In summary, the ScenPredOpt framework with the variance-based item-wise expansion algorithm can be used to predict instances with a varying number of items. This provides significant flexibility for model training, since training can be performed using problems with a small number of items, which is easier to solve. Also, trained models do not need to retrain with changing number of items. Tables 6 and 7 provide the generalization results, in which ScenPredOpt outperforms the heuristics in terms of solution time and quality in 11 of 12 instances. Furthermore, Algorithm 2 reaches a better or the same optimality gap as Yilmaz and Büyüktahtakın (2024) at the cost of an increased solution time.

Table 8 Details of test instances for SMCLSP

7 Conclusions and future work

In this study, we presented a learning-enabled framework for solving scenario-based multi-stage stochastic programs. We address the non-anticipativity of predicted variables by develo** the NEDA based on attentional encoder-decoder models. Additionally, generating labels for training instances can be untraceable when considering significant training data requirements. We overcome this issue by sampling a scenario and solving this deterministic problem to optimality, which is used for training. Furthermore, we present the ScenPredOpt algorithm to utilize the predictions without causing any infeasibility. We integrate an LP-based heuristic to further reduce the solution time and to integrate heuristic solution capabilities that might not be captured with a learning methodology. We present the results of our framework by generating benchmark instances with a commercial solver, exact approaches, and heuristics. The results show that the solution time can be reduced by three orders of magnitude by achieving a small optimality gap of less than 1%. Additionally, we present a variance-based item-wise expansion algorithm and test if the models can be used to predict instances with a larger number of items than they are trained with. The results show that the trained models and ScenPredOpt provide a high amount of flexibility and can be utilized to solve instances with varying stages, scenarios, and items. Our framework is general and can be utilized to solve scenario-based multi-stage stochastic programs with binary variables where such problems need to be solved repeatedly quickly, such as resource allocation, price optimization, and scheduling.

We have demonstrated the applicability of our methodology in the context of two prominent multi-stage stochastic programs: multi-item lot-sizing and dynamic knapsack. The multi-item lot-sizing problem can be relaxed to the multi-item knapsack problem (Pochet & Wolsey, 2006). The multi-item knapsack problem resembles the broader class of general multi-stage stochastic MIPs. By considering diverse dimensions, such as items, locations, products, processes, and more, our approach accommodates a flexible framework. Consequently, our item-wise expansion method can be employed to enhance the scalability of predictions to larger instances, applying to a variety of dimension types.

Our study shows a way to successfully integrate learning models, heuristics, and existing mathematical solvers to achieve significant reductions in solution time. In this way, the best of each approach can be used. The scenario-based multi-stage stochastic programs have a wide range of applications in which learning-based frameworks can be exploited.
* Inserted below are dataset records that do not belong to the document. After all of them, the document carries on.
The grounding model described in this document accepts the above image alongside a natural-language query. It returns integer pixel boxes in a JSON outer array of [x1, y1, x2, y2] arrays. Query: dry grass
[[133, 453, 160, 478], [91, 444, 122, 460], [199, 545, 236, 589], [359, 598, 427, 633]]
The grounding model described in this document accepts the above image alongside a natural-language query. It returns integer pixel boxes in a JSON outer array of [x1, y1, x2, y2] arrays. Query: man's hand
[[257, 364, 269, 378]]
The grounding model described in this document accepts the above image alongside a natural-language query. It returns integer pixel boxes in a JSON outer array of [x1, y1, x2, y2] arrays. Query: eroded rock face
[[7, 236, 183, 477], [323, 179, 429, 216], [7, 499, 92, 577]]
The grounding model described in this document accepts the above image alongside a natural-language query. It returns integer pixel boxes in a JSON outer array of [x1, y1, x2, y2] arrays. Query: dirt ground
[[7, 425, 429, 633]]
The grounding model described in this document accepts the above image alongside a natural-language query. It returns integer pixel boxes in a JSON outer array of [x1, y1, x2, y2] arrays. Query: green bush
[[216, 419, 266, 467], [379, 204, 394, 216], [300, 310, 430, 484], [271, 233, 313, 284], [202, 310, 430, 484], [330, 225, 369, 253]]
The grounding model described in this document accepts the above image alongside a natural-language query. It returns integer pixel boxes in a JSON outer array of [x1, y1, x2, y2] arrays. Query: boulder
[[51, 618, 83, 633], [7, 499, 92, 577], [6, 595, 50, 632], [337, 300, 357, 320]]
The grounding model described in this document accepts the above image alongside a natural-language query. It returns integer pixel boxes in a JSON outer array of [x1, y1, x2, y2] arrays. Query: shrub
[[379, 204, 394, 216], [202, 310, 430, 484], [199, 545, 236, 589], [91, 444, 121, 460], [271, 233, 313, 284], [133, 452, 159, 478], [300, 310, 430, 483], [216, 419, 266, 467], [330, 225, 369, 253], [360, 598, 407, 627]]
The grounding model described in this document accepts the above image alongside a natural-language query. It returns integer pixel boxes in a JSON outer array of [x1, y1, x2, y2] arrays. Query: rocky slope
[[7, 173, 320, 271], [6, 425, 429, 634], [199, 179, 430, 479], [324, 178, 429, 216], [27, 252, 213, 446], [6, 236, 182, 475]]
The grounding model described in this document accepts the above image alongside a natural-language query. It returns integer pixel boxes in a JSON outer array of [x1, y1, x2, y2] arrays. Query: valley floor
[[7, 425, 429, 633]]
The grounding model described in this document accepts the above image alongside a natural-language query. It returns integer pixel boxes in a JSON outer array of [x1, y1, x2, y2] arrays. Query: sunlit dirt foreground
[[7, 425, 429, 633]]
Further studies can focus on solving multi-stage stochastic programs by integrating scenario-generation mechanisms into the framework. Further studies can focus on advancing the scalability of the proposed ScenPredOpt framework for larger dimensional instances. Also, risk-averse stochastic programs can be tackled by adjusting the NEDA model, the probability of scenarios and the distribution of uncertain elements. Another direction relates to the integration of heuristics. Instead of general LP-based heuristics, problem-specific heuristics can be integrated into the ScenPredOpt solution framework to achieve better solutions faster.